What, you want more? Jesus Figueroa, you people are insatiable.
In case you missed their hit HBO show this past Summer, Flight of the Conchords are two moderately attractive, insecure white guys from New Zealand who sing goofy, earnest love songs in the style of Loggins, Hall & Oates, and other trailblazing soul honkies. That kind of thing is always going to be at least kind of humorous. The Conchords are pretty good at whipping up deft, funny geek funk nuggets, as evidenced in laugh-inducing jams like “Business Time” and “The Most Beautiful Girl (In the Room)”. This skill has helped propel Brett (pronounced “Brit”) and Jermaine (pronounced “Jer-mayyyyyn”) to the highest strata of cool person comedy.
Hardcore FOTC fans are crowing about the song selection on their beloved band’s self-titled full length debut. “Where’s ‘Brett, You’ve Got It Going On’?” they cry incessantly. “What about that other song, the one that was so hilarious on the TV show that I now want remade on CD so I can convert it to the MP3 format?” they whine. It’s been like this night and day ever since the Flight of the Conchords track listing was revealed. The complaints of these extra-sensitive Conchord fans have kept me and my two beagles, Chuck and Biscuits, up for the past two weeks. Pretty soon I’m going to have to call city hall to register an official complaint.
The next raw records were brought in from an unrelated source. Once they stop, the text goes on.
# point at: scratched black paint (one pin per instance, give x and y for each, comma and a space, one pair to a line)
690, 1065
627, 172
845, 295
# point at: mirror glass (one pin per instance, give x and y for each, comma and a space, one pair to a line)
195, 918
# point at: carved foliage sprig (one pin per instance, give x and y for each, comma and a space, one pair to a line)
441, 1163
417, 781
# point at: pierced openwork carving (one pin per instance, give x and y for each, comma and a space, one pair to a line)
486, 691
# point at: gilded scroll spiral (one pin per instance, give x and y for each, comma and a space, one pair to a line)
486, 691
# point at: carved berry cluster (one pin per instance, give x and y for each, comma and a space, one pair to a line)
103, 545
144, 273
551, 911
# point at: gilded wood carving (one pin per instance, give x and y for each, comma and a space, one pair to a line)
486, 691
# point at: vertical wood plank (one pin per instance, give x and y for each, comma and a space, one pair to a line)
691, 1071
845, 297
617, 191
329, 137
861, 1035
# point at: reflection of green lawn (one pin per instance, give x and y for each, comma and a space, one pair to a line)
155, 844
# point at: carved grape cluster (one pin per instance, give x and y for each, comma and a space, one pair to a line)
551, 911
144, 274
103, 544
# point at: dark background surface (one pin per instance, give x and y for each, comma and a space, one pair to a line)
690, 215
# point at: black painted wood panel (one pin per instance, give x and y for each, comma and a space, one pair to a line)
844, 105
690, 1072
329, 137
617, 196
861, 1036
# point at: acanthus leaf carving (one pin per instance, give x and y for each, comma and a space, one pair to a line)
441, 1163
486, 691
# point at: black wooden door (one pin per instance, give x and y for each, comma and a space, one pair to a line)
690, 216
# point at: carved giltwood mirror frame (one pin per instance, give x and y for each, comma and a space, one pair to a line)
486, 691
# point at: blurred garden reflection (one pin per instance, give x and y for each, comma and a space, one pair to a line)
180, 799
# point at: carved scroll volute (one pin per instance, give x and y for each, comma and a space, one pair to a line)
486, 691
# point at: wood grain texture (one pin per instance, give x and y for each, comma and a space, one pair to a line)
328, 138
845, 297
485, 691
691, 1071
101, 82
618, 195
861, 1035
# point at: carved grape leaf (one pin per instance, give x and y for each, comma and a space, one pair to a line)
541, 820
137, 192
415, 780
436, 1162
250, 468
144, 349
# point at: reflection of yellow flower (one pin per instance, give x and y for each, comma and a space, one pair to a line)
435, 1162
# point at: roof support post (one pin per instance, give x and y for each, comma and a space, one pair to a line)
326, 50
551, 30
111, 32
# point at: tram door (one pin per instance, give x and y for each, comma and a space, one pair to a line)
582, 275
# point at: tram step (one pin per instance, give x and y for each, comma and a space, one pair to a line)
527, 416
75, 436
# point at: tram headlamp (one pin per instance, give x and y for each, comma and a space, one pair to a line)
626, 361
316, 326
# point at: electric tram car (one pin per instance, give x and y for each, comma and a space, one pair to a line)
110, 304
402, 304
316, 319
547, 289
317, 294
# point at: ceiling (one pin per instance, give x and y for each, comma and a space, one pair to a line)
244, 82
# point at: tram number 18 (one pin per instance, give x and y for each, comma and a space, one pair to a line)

Yes, there are those of us who have not been completely obsessed with Flight of the Conchords since they made the transatlantic journey to the lower 48. Granted, our numbers are probably lower than that of Titanic survivors currently not on life support, but still. If you’re not spending your days gnawing on your sofa pillows waiting for the new season of their program to premiere, Flight of the Conchords will probably appease you no questions asked. It’s a highly concentrated dose of what the Conks are best at—attempting to charm ladies with neutered cursing, awkward come-ons, broken French, and Shaggy impressions (the last of which is the foundation for the completely ridiculous yet somehow amazing “Boom”).
I have to be honest, though: to these oversexed ears, all the “girl, I want you, but I’m scrawny and weird” stuff pales in comparison to “Bowie”, a loving send-up of the Thin White Duke and his various career shifts. This bit stems from a now-classic episode of the Conchords’ television show in which Jermaine dresses up as Ziggy Stardust himself and comes to Brett in an utterly bizarre and extremely low budget dream sequence. The three-minute musical extension here is just as hilarious; the boys ask David numerous questions about his intergalactic travels while simultaneously saying his last name so many times it completely loses its meaning. Please, lads, more mockery of those who previously have not been thoroughly mocked.
It should be noted (right here, specifically, because this is where I normally expound upon such matters) that the Flight of the Conchords CD packaging is crazy elaborate. It’s a cardboard fold-out deal with a little pop up of Brett and Jermaine and a damn two-sided mini-poster to boot. Not surprising, really. This album’s on Sub Pop, a label well known for going overboard on artwork/promotion. Example: early copies of Nirvana’s Bleach were actually packaged with former Nirvana drummers. They had to end that promotion real quick, though, when some kid in Portland picked up a copy with Aaron Burckhard and the percussionist threw up in the kid’s mom’s car on the ride home from the record shop. Tragic.
In conclusion, what the hell, guys? No “Doggie Bounce”? I know that’s not even a Flight of the Conchords song, but it was on the friggin’ show and it was funny. Come on! Put it on the reissue or go back to Austrylvania.